New research has shown that the dangerous PF4 antibodies involved in vaccine-induced thrombosis (VITT) and similar disorders from common cold infections share identical molecular structures, highlighting implications for future vaccine development and disease management.
New research conducted by Flinders University and global specialists is deepening our knowledge of vaccine-induced immune thrombocytopenia and thrombosis (VITT). During the peak of the COVID-19 pandemic in 2021, VITT was recognized as a new condition linked to adenovirus vector-based vaccines, particularly the Oxford-AstraZeneca vaccine.
VITT was found to be caused by an unusually dangerous blood autoantibody directed against a protein termed platelet factor 4 (or PF4). In separate research in 2023, researchers from Canada, North America, Germany, and Italy described a virtually identical disorder with the same PF4 antibody that was fatal in some cases after natural adenovirus (common cold) infection.
Flinders University researchers Dr. Jing Jing Wang and Flinders Professor Tom Gordon, Head of Immunology at SA Pathology in South Australia, led a previous study in 2022 that cracked the molecular code of the PF4 antibody and identified a genetic risk factor related to an antibody gene termed IGLV3.21*02.

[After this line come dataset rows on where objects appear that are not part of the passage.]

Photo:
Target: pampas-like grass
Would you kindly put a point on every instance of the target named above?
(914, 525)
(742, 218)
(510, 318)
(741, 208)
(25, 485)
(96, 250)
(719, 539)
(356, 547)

Collaborative Efforts and Future Implications
Now, the Flinders group has collaborated with this international group of researchers to find that the PF4 antibodies in both adenoviruses infection-associated VITT and classic adenoviral vectored VITT share identical molecular fingerprints or signatures.
The research will also have implications for improving vaccine development, says Flinders University researcher Dr. Wang, the first author on the new article that was published in the eminent New England Journal of Medicine.
“These findings, using a completely new approach for targeting blood antibodies developed at Flinders University, indicate a common triggering factor on virus and vaccine structures that initiates the pathological pF4 antibodies,” explains Professor Gordon.
“Indeed, the pathways of lethal antibody production in these disorders must be virtually identical and have similar genetic risk factors. Our findings have the important clinical implication that lessons learned from VITT are applicable to rare cases of blood clotting after adenovirus (a common cold) infections, as well as having implications for vaccine development,” he says.
Reference: “Antibody Fingerprints Linking Adenoviral Anti-PF4 Disorders” by Jing Jing Wang, Linda Schönborn, Theodore E. Warkentin, Tim Chataway, Leonie Grosse, Paolo Simioni, Stephan Moll, Andreas Greinacher and Tom P. Gordon, 15 May 2024, New England Journal of Medicine.
DOI: 10.1056/NEJMc2402592
The research was supported by the German Research Foundation (Deutsche Forschungsgemeinschaft) and a European Medicines Agency service contract. Dr. Schönborn was supported by the ASH Global Research Award from the American Society of Hematology and by the Gerhard Domagk Research Program through the Medical University of Greifswald. Dr. Wang was supported by a Flinders Foundation Health Seed Grant.